10
$\begingroup$

On Wolfram Alpha, I see continued fractions being listed in the results. Although I understand continued fractions, and how they can be used for approximations, what is a better approximation than a decimal representation of the number?

For example,

31.999999999664

tells me so much more than

enter image description here

So, I do not get why continued fractions are important. Are they supposed to tell me something which I am missing all these days?

  • 0
    Large entries indicate particular good approximations. The reason why $\pi\approx\frac{355}{113}$ is good to $6$ decimal digits is that the continued fraction starts with $[3,7,15,1,292,1,\cdots]$. A matter of taste how useful or interesting such stuff is ...2017-04-05

5 Answers 5

6

I once encountered a situation where I had a floating-point number, probably 10 or 12 decimal places long, but I suspected that it was actually a rounded-off version of some rational number with not-too-big denominator (less than 1000). How can I find (or at least guess) the rational number? What I did was to start computing (in Excel, which tells you something about my programming skills) the continued fraction of my floating-point number. For a while, the integers I got were reasonably small ones, but then I got one that was way bigger than the previous ones. So I said: That must be the rounded-off version of $\infty$. In other words, I replaced that big integer with $\infty$, which amounts to cutting off the continued fraction at that step. The resulting finitely long continued fraction is, of course, rational, and it gave the answer I wanted. (Later, I checked with a number theorist, and he confirmed that this is how one should attack such questions.)

  • 0
    @KCd I don't recall details, but I'm pretty sure the issue arose in connection with secret-sharing schemes, probably dealing with estimates on their rates. Some of these estimates come from solving a big system of linear inequalities with integer coefficients; that would be why I expected decent rational numbers to be involved.2017-04-17
5

How are continued fractions cool? Let me count the ways:

  1. If you know how to get the partial terms of the continued fraction expansion of an irrational number, you essentially have a way to find approximate values of the irrational number. This gives you one possible way to get a floating-point estimate for $\sqrt{2}$, $\pi$, etc.
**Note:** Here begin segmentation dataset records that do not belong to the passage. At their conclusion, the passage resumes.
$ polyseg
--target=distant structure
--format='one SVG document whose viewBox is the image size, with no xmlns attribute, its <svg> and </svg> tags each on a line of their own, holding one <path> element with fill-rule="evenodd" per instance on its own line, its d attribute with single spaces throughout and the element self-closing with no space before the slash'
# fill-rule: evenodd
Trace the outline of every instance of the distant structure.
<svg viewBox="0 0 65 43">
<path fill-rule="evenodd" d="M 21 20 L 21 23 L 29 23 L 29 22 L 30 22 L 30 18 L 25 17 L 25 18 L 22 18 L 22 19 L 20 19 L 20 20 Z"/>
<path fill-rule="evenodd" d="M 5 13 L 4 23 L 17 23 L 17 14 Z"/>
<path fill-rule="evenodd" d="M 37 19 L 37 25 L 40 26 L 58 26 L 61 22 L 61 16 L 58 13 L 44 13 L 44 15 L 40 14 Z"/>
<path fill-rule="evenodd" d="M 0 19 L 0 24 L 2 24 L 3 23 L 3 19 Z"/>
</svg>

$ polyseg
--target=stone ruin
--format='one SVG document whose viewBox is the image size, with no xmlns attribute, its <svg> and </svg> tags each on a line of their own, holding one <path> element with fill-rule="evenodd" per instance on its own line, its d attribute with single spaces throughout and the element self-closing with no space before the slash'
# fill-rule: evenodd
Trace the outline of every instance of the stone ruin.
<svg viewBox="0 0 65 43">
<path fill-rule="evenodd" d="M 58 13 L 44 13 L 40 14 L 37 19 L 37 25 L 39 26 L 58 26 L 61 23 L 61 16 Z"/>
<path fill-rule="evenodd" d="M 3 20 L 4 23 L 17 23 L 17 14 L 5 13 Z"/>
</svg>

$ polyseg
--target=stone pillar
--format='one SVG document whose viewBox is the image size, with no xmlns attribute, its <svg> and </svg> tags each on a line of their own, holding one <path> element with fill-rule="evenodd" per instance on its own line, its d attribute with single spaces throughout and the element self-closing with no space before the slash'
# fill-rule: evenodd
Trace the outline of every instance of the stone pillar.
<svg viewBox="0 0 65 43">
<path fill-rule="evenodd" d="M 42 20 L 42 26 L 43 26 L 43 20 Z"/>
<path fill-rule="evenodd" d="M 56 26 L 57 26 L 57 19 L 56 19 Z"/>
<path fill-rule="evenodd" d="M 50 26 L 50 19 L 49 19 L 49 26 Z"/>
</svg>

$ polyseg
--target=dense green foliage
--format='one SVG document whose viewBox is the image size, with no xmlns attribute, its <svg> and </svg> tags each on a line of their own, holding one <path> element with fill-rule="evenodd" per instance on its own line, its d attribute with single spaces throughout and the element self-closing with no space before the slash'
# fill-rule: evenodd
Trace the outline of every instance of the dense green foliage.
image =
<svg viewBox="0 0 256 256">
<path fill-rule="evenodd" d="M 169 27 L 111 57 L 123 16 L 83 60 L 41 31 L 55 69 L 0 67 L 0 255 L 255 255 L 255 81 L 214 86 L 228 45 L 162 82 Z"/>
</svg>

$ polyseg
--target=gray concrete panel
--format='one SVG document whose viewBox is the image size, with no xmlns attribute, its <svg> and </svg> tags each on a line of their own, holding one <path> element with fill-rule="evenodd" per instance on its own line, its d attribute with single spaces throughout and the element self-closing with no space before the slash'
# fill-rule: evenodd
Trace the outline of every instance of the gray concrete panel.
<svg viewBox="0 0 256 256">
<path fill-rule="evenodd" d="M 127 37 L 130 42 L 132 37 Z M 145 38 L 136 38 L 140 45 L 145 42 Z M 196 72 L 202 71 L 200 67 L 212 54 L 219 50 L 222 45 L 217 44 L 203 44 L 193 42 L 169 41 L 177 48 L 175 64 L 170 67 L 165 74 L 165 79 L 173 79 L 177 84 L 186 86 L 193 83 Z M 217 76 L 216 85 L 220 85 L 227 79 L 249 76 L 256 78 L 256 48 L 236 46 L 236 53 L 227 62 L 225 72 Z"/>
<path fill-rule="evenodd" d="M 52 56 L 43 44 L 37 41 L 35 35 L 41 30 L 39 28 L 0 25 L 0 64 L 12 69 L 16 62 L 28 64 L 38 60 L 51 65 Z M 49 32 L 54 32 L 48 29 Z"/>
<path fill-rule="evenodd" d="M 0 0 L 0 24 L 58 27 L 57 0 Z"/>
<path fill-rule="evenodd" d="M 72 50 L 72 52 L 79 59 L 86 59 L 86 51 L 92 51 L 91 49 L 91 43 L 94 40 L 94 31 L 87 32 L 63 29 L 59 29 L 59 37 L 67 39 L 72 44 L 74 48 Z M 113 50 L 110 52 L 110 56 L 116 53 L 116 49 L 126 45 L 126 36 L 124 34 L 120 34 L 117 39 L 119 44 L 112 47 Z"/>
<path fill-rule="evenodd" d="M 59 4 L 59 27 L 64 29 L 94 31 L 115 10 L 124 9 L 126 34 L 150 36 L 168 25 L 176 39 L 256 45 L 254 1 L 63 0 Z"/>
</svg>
  2. It is known that a number is irrational if and only if it has an infinite continued fraction expansion. This makes it a sort of irrationality test.

  3. Continued fraction expansions of irrational numbers exhibit sometimes surprising regularity. $\pi$ and $e$ have continued fraction representations that are simple, which is strange seeing as they are transcendental numbers. This can sometimes tell you things about these numbers, and other times the existence of such a regular expansion is just plain cool.
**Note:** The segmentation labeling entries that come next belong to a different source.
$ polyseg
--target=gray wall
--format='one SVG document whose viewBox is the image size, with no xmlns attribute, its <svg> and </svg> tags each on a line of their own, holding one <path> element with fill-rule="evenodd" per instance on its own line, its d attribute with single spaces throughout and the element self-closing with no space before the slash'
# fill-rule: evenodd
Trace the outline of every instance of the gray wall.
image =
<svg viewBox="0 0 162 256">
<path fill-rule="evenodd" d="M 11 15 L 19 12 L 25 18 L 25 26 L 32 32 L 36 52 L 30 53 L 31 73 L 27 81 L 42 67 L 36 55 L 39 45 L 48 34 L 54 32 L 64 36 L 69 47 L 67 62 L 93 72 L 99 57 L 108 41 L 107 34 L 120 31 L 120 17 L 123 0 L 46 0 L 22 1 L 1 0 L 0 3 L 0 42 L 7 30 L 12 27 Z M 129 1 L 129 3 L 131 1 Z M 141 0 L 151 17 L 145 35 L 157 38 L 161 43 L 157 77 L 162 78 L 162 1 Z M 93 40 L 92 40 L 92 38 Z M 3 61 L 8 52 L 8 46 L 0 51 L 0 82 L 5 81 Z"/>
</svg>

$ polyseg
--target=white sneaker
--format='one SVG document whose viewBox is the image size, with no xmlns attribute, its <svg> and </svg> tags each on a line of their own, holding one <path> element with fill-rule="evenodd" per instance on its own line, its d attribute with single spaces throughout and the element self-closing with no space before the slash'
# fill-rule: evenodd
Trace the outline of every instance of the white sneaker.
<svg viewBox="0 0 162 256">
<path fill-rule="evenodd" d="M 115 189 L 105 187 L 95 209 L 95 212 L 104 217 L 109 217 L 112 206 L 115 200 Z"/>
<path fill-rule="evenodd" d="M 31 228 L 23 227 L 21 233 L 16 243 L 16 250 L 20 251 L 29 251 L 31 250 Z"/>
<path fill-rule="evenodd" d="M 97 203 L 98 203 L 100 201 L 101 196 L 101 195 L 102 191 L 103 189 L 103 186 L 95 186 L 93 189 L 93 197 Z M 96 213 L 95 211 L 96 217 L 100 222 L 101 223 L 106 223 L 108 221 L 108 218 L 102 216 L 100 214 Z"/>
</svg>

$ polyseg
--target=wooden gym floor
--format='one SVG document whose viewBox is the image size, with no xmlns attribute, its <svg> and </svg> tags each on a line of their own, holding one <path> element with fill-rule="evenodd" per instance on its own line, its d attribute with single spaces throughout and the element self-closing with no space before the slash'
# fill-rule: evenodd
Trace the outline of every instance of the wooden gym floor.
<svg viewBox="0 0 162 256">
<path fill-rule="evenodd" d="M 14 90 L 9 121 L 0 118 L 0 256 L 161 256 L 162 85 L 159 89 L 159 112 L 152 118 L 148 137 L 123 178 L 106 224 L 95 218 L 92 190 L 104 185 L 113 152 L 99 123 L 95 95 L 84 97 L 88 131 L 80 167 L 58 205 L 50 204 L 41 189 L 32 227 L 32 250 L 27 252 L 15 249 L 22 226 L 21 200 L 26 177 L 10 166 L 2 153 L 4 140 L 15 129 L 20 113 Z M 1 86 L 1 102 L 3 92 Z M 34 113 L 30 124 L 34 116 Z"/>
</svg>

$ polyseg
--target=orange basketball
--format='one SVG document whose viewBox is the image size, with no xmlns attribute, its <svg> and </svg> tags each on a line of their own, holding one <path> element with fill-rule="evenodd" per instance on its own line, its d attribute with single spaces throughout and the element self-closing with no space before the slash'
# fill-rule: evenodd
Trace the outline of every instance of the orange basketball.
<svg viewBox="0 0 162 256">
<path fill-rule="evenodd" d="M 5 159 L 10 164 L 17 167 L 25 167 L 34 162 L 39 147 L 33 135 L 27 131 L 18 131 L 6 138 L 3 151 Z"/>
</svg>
  4. As mentioned in the comments, continued fractions can be used to solve certain equations like the Pell equation.

And others. Continued fractions solve some other problems - a famous story relates that Mahalanobis and Ramanujan shared a room, and one day Mahalanobis posed Ramanujan a problem which he instantly solved for all cases via continued fractions.

2

Some commonly-encountered irrational numbers have "nice" representations as continued fractions:

  • $e = [2; 1, 2, 1, 1, 4, 1, 1, 6, 1, 1, 8, 1, 1, 10, 1, 1, 12, ...]$
  • $\sqrt{2} = [1; 2, 2, 2, 2, 2, 2, 2, 2, 2, 2, 2, ...]$
  • $\phi = [1; 1, 1, 1, 1, 1, 1, 1, 1, 1, 1, 1, ...]$

By continuing the pattern to the desired level of precision, you can obtain an accurate rational approximation of the number.

1

Continued fractions are useful for converting decimals into fractions, or reducing fractions to their common divisor. Often finding fractions between X and Y, like 8/11 for the logrithms of the chords of the heptagon, means that (in this case), you only need to consider 11 cases.

0

In your example, the huge number $2997044470$ tells you that you will make very little error stopping before it. At the third step you know you are very close to $32$.